The only upside to working is the money, but now that gas prices have skyrocketed there is not so much money being made. Part-time work at an entry level wage just covers transportation costs with a little left over.
I signed my petition for bankruptcy yesterday afternoon and it was filed electronically. I am not happy that I had to do this, but it was the only way I could see out of a truly terrible situation. I hope to reaffirm the debt on the Jeep so that I get to keep it.
Today I received a call from the company I was seeking supportive employment through. I am to meet with one of their representatives Tuesday just to get acquainted.
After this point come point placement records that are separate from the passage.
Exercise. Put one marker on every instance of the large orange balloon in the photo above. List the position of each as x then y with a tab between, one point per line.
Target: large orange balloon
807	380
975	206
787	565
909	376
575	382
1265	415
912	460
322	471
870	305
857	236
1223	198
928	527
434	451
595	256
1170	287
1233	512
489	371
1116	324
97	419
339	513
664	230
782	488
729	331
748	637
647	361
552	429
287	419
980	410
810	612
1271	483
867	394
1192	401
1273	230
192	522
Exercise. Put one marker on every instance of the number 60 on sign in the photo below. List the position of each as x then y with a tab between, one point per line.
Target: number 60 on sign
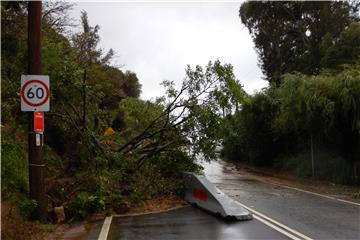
35	93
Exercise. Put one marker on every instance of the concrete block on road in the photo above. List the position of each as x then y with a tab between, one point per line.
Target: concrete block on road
202	193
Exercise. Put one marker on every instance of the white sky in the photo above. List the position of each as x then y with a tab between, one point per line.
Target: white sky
158	40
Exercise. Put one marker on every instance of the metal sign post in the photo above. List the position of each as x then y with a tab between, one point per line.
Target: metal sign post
31	92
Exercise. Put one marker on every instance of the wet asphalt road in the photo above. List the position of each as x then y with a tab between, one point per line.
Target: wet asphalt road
188	223
313	216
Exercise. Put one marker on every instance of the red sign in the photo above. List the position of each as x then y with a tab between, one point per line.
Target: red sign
39	121
199	194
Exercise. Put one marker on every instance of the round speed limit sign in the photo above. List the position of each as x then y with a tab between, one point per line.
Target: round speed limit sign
35	93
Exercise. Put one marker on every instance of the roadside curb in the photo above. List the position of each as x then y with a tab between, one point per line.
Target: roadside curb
148	213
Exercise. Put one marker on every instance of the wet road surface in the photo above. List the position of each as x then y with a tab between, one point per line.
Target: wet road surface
304	215
313	216
188	223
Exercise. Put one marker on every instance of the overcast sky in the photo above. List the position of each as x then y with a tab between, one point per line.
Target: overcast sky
158	40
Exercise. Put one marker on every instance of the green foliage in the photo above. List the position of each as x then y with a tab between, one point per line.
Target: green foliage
274	126
86	203
27	207
14	167
302	36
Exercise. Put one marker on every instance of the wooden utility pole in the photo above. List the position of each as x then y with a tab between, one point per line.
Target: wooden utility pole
36	164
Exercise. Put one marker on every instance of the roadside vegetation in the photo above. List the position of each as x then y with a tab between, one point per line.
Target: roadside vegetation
308	120
107	150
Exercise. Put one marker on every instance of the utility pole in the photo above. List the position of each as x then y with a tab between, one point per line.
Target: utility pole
36	164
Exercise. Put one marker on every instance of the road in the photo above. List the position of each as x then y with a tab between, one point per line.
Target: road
279	213
314	216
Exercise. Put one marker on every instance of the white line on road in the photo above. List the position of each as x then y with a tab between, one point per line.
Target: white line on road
271	222
105	228
276	228
316	194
Hopefully they will be able to help me find a job that has a better schedule and possibly better pay.
Alex has all next week off from school, but my schedule is such that I will have very little time with him. I wish I had known in advance that he was to have the week off. I would have asked for some off days to spend with him.
We got a new dog, but the people who gave her to us decided after a week that they wanted her back so we do not have her anymore. Maybe it is for the best because I did not have much time to spend with her anyway.
There are so many moments
I wish to spend with you
But life intervenes
Leaving only very little time
For stolen minutes alone.
You are my guilty pleasure
The one I hide
Just to keep the peace…
I wish I could revel in our love
But am disallowed by others dear.
Maybe I will grow brave
Enough to stand the censure
Of disapproving relatives,
Until then you are my secret
The one that makes me smile.
© Jo Ann J. A. Jordan
Friday, September 2, 2005
I hope my blog gets no more attention than usual from Alex. He is my main critic in relationship issues these days.